Entry Two

Entry Two

A Chapter by The Darkest Silhouette

I laid the picture back down on top of the casket.  Yeah, so what if it’s a little odd that my dead wife found her final resting place in my basement.  It’s underground and up to code, so technically it counts a mausoleum.

“You know, you could really pimp this place out if you get rid of the body.”  David said as he paced under one of the basement’s few operational lights nursing his beer.  

I shot him a glare.  “Don’t you have any respect for the dead?”

“Yeah, but come on, you need to move on.”

“It’s not like she’s in the middle of the living room…”  I slammed the rest of my beer and tossed the bottle into a tin trash can left by the construction crews.  “Besides, she has her own room and no one has to know.  Don’t think I haven’t considered the possibilities this floor has for partying.  I mean, we’ re about twenty five feet underground, and there’s about five feet of solid concrete between us and the underside of the house.  Plus, the crawlspace floor in between is a natural noise dampener.  Can you imagine how loud the music could get before you could even hear it in the house?  Much less the neighbors, who most likely wouldn’t give a f**k even if they could.”

“And in the middle of all that you’ve got a dead body…”  I cut him off.

“In a casket; in its own room, with its own lock and its own key.”

“It wasn’t locked when I came down here.”  With that I walked over to the door of the last room she would ever occupy and shut the door.  I pulled a secure key on a chain out from under my shirt and locked the door.  I turned back to David, tucked the key inside my shirt and spoke.

“Problem solved.”  The doctor said as he handed me the small glass bottle.  He said it would reboot me, fix my problems, if I took it.  I didn’t ask any questions, I just took the bottle of thick black fluid and just went home. 

Home was like a frat house for go nowhere drug addicts with playful personalities and a lot of friends.  Who the hell knows why I’m there anymore.  A friend had invited me in a few years back, I set up shop and when he died I took his room.  I’m not even sure who really belongs here and who’s just hanging around.  The place seems to be like a magnet for the deadwood of society.  Once they get too close they get sucked in and don’t leave.  My room is an absolute mess.  I can’t seem to keep a damn thing straight anymore.  Still, it happens to be about the cleanest area of the house so I keep it under lock and key.  Not that I ever go out.
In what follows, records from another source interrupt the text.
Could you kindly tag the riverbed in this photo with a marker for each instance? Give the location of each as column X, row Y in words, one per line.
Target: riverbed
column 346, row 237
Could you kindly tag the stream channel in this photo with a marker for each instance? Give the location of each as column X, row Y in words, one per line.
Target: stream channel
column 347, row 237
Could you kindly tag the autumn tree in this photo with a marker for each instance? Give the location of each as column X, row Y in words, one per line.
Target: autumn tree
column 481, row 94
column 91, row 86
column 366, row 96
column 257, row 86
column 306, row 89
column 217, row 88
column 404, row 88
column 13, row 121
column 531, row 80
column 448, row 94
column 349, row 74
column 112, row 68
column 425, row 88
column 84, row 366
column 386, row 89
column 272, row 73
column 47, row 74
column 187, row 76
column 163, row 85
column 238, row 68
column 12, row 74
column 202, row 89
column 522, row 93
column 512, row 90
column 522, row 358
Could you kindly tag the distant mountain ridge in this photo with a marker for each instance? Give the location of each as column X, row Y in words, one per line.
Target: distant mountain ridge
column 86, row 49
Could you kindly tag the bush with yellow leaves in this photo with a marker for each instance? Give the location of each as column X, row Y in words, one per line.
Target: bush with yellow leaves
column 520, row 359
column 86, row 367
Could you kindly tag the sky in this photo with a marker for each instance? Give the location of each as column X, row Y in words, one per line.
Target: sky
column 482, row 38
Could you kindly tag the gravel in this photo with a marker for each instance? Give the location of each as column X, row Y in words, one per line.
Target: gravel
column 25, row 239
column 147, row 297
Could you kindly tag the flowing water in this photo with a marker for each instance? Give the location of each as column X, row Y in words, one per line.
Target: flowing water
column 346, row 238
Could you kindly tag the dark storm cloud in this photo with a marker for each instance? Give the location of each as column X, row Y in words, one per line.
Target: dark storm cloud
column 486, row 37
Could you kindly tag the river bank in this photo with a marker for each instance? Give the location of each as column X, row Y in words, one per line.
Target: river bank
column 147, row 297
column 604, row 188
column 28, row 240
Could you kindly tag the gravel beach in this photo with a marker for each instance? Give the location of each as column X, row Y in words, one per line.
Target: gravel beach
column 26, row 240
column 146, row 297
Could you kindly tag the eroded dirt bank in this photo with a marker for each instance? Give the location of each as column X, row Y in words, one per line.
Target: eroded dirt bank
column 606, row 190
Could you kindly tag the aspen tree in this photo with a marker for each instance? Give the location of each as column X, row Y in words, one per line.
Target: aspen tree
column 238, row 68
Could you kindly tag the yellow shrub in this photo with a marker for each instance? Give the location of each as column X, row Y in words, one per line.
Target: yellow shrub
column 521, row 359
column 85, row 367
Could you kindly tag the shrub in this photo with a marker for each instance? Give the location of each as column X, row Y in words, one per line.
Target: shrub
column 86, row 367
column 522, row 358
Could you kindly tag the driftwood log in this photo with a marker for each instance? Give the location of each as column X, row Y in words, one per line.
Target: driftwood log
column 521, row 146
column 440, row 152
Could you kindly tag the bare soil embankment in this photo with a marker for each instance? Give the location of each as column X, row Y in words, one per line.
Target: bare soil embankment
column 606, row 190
I guess I get so much freedom there because everyone thinks I’m such a hard case.  I don’t talk to anyone, as a rule.  Ever.  Not a grunt, not a hello, all of my language skills have long since deteriorated from going unused for so long.  That whole trip started about five years ago as my life started to fall apart.  I just one day decided not to talk on principal.  I had become fairly withdrawn anyway, not talking to students, then not even teachers.  If anyone asked me a question at first I would write a concise answer on paper and that was it.  After a while, that got old, and people thought I would just write my end of a conversation without realizing I just didn’t even want to interact with them.  It only took about a month to get used to it.  After that I knew how to react in most situations without speaking.

In a sick sort of way, it actually opened some doors for me.  People thought I was handicapped, and eventually deaf.  I got special treatment sometimes and occasionally in pretty big ways.  I heard things didn’t want me to hear, didn’t think I could hear.  When you go completely without expression for long enough, and people start meeting you that way, you become furniture in their eyes.  They forget you’re there, and when they bump into you that don’t say a word because they know that even if they did, they know you wouldn’t care or respond, they think you don’t even know.  They have all the compassion for you that they would have for a vegetable.  Either kind, take your pick.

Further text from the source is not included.